The Best Plan of Action Depends on the Type of Loan You Have:
Before you can decide the best course of action in dealing with your student loans, it’s important to know what kind of loans you have. Are your student loans federal or private? Federal student loans and Federal Parent PLUS loans are funded by the federal government. Private student loans are made by a lender such as a bank, credit union, state agency, or a school. The type of loan you have greatly impacts if it’s a good time to refinance. When you refinance your student loans, a private lender pays off your existing loans and gives you a new loan with new terms which can result in a lower monthly payment.
Federal Student Loans vs Private Student Loans:
Federal student loans have terms and conditions that are set by law, and include some benefits that private loans don’t offer such as standard fixed interest rates and income-driven repayment plans, which allows you to have a monthly payment proportionate to your income and family size. In contrast, private student loan terms and conditions are determined by the private lender and are not regulated by the government.

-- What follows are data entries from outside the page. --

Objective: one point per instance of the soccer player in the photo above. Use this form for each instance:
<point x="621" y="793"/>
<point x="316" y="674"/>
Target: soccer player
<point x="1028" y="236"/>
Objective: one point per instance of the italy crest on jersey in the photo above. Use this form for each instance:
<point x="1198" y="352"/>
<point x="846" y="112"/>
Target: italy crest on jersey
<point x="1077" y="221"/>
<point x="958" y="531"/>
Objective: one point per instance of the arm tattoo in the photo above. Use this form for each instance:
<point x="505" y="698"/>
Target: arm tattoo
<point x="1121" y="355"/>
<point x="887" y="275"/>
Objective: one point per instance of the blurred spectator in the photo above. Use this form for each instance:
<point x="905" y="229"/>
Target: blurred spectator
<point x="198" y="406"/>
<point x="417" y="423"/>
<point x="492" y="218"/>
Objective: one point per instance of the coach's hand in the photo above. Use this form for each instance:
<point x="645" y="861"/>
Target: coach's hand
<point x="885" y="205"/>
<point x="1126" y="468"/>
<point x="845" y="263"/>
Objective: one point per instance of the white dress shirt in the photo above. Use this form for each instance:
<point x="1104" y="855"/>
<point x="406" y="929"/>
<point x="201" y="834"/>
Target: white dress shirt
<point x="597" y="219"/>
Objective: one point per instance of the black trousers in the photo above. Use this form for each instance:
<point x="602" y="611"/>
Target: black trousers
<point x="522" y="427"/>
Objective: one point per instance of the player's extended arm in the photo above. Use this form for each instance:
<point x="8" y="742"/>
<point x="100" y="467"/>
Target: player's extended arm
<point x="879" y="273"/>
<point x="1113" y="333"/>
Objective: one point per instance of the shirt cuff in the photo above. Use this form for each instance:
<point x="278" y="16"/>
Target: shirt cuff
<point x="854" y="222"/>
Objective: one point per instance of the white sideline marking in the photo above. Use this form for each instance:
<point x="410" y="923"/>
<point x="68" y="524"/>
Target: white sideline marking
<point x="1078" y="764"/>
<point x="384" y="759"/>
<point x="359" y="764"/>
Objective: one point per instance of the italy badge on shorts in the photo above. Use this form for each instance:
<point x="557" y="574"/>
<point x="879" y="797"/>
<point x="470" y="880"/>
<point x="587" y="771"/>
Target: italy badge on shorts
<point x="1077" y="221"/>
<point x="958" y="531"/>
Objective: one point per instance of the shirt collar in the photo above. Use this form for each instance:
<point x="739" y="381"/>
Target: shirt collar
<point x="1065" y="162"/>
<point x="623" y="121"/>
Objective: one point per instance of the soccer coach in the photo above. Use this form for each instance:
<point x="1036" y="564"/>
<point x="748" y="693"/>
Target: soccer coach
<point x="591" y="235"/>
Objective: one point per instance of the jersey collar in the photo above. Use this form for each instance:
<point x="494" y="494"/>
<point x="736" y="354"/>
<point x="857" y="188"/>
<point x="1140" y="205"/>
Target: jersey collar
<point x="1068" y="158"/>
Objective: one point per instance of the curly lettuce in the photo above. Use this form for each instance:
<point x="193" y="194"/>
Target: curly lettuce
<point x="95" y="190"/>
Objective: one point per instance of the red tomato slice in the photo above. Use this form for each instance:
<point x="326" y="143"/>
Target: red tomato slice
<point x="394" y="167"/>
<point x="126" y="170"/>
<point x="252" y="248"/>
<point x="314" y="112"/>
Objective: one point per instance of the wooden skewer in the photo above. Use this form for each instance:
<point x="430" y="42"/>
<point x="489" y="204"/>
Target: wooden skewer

While you can refinance both federal loans and private loans, you want to make sure that you’re not giving up important payment options & favorable terms when it comes to refinancing your federal loans. Since you can’t refinance federal loans through the government, you’ll need to refinance your federal student loans through a private lender, which will result in you losing any of the government protections that you once had. For example, if you refinanced a federal loan to a private loan right before the pandemic, then you would have not qualified for the pause on federal student loan payments that started in March 2020 (this pause on payments is set to expire in January 2022). While some private lenders offered their borrowers relief during this time including paused or reduced payments, unlike federal loans, there is no rule that says they are required to do it.
Should you Refinance Your Student Loan?
Interest rates are at a record low, so if you have private loans with higher interest rates or have multiple private loans that you want to consolidate, then it makes sense to explore your refinancing options. In some cases, refinancing your student loan could save you significant money over the lifetime of your loan, or lower your monthly payment. DCU offers student loan refinancing options with competitive rates. If you have a federal loan, it may be best to keep it and explore income-driven payment options if you need relief.
In general, it’s important to know that you do have options when it comes to your student loans. Refinancing may or may not be the right choice for you. Make sure you understand the terms of your current loan and the options available to you before making an informed decision.